I know at one point, I saw at least a room full of Alice Neel paintings, but I can’t remember exactly where. And I can’t seem to line up my memory with any of the Alice Neel shows over the last 20 or so years. The closest is the show at the Houston Museum of Fine Arts March to June 2010, but it looks like the first time I set foot in Houston was later that year.
And it’s often the case that I don’t always appreciate what I am looking at while I am seeing it. It takes some living, learning, and looking back. Such is the case for Neel, whose animated portraits were out of sync with the art movements of her time.
Continuing with my intention to read mostly art books for four years beginning in 2025, Neel entered my radar after seeing a copy of one of the books about her in the $1 bin at Belmont Books in Portland. As fate would have it, I didn’t have $1 and didn’t want to charge that small amount, so I passed it up. After returning later to look for it or another book, I ended up ordering the 2010 book Alice Neel, The Art of Not Sitting Pretty by Phoebe Hoban.
Through reading this engaging volume, Alice Neel, the complicated person behind the strange portraits, came to life.
Widely known as a communist and a feminist in addition to a great artist, the book chronicles her own struggles as a woman and a mother and makes her failings in marriage and parenting apparent. To say that she put her art first would not be entirely accurate, as it seems painting may have been the only thing that really mattered. Alice Neel was a person who had to paint.
The book also puts Alice Neel into context with the artists she interacted with, including fellow figurative painter Philip Pearlstein and Chuck Close, whom she told point-blank that she didn’t like his work. After hearing Close was a fan of hers, however, she committed to a closer look.

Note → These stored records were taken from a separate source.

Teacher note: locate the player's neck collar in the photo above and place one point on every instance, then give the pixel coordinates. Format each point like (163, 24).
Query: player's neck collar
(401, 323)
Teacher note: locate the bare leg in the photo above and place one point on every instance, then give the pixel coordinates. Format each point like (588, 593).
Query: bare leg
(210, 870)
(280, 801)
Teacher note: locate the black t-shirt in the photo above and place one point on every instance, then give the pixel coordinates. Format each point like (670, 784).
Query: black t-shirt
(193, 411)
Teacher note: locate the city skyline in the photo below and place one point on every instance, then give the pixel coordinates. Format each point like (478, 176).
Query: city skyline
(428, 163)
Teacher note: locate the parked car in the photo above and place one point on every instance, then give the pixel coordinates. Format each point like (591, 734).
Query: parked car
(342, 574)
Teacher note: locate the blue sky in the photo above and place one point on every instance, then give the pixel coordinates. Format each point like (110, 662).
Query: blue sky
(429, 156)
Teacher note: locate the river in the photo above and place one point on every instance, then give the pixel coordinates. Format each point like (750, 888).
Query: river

After finding success late in life, Alice, it seems, felt vindicatedfor committing her life to painting rather than motherhood. As the encounter with Chuck Close reveals, she also had a vivid, engaging personality that contrasts with her bouts of depression. Although she was natural in front of a camera on the Late Show with Johnny Carson or giving a two-hour slide lecture at a museum, Alice battled her demons. One published interview goes as follows:
How would you describe yourself?
I am a morbid person.
Do you ever participate in unrequited love?
No, I ruined more men’s illusions than anyone living.
Have you ever been fascinated with death?
All my life I have wanted to commit suicide and I never look out a window without wanting to jump.
What were you thinking moments before you attempted suicide in 1930?
I heard voices. I thought I heard my parents talking. I was at the point of a nervous breakdown. I thought I had gone mad.
What is the most reckless thing you do?
My paintings.
Perhaps most interesting is how the book shows Neel’s work as a continuation of an American tradition. Like Robert Henri (and Thomas Eakins before him), she captures the essence of the human sitting on the chair in front of her.
It took me far too long to come to better appreciate Alice Neel and her work.
I look forward to reading this author’s books on Lucian Freud and Jean-Michel Basquiat.